Broken-Ribbed Chevets

After that of Saint Germer-de-Fly, perhaps the next important chevet is that of Saint Martin-des-Champs at Paris [(Fig. 65)], which dates from about 1140-1150 and may possibly be the earliest of what will be termed broken-ribbed chevets. On the exterior, this apse closely resembles Saint Germer with no flying-buttresses and only very light exterior buttress-shafts. In the interior, however, there is a marked difference between the two, for the apse of Saint Martin-des-Champs is so constructed as to include not merely the bays actually on the curve, but one rectangular bay of the choir as well. The builders thus set themselves the problem of constructing a chevet vault with seven cells, over a space greater than a semicircle. If they had made all the radiants of such a vault meet at the crown of the transverse arch, there would have been a great disparity in the length of the ribs and a very awkward shape to the separate vault cells.

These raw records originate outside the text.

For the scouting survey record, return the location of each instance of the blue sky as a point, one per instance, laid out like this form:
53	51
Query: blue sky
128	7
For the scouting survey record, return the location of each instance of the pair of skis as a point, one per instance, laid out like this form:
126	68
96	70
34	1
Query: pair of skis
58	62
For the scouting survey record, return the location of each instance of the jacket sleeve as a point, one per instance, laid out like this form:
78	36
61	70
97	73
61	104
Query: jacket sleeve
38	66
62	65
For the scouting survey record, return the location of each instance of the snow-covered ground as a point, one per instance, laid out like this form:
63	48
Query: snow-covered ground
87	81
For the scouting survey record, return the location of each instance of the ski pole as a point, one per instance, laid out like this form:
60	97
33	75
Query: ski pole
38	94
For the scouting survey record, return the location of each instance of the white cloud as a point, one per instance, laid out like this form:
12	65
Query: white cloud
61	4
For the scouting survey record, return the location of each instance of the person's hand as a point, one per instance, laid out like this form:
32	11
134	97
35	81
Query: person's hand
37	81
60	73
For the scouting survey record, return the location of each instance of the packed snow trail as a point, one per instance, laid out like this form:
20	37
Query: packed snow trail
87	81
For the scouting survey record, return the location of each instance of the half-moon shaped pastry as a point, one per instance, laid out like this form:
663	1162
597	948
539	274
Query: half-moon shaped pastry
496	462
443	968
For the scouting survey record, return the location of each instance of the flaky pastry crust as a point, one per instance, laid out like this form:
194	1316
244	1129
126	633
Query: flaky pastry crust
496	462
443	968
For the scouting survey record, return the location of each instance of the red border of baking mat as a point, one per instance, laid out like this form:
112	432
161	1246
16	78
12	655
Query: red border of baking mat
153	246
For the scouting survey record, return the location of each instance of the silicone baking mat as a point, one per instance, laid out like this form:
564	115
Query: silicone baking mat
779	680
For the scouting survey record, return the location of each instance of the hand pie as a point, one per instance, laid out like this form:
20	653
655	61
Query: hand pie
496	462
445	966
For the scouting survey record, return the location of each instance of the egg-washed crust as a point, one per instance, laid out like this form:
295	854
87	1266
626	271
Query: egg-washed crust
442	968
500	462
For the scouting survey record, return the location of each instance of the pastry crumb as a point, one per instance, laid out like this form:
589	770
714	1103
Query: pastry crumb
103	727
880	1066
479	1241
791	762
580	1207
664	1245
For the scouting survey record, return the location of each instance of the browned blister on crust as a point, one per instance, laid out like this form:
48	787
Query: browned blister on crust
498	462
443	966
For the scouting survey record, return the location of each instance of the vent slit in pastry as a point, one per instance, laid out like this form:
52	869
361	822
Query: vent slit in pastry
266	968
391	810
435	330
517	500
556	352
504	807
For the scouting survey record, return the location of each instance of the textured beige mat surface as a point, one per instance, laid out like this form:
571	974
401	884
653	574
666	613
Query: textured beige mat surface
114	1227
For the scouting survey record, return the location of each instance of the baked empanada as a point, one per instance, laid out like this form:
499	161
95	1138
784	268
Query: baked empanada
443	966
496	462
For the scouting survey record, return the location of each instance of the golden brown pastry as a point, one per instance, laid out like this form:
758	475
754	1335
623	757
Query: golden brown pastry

To avoid this, and to do away with the pressure of the radiants at the crown of the apsidal arch, the builders moved the keystone of the radiating ribs back from this crown to a point where all of them become nearly equal in length. And since the bay with parallel sides was of practically the same size as four[368] of those making up the apse proper, the keystone fell very nearly on the transverse line between the two piers marking the eastern end of this bay ([Plate II-c.]). In none of the chevets of this type did it fall directly at the center of such a line, however, and it is this fact that differentiates the chevet vaults of broken-ribbed character from the slightly later and more developed buttressing-ribbed type. A vault like that at Saint Martin-des-Champs, marks an advance over that at Saint Germer in that the two western ribs furnish admirable abutment for the keystone of the vault, and the added choir bay gives a more spacious appearance to this portion of the church.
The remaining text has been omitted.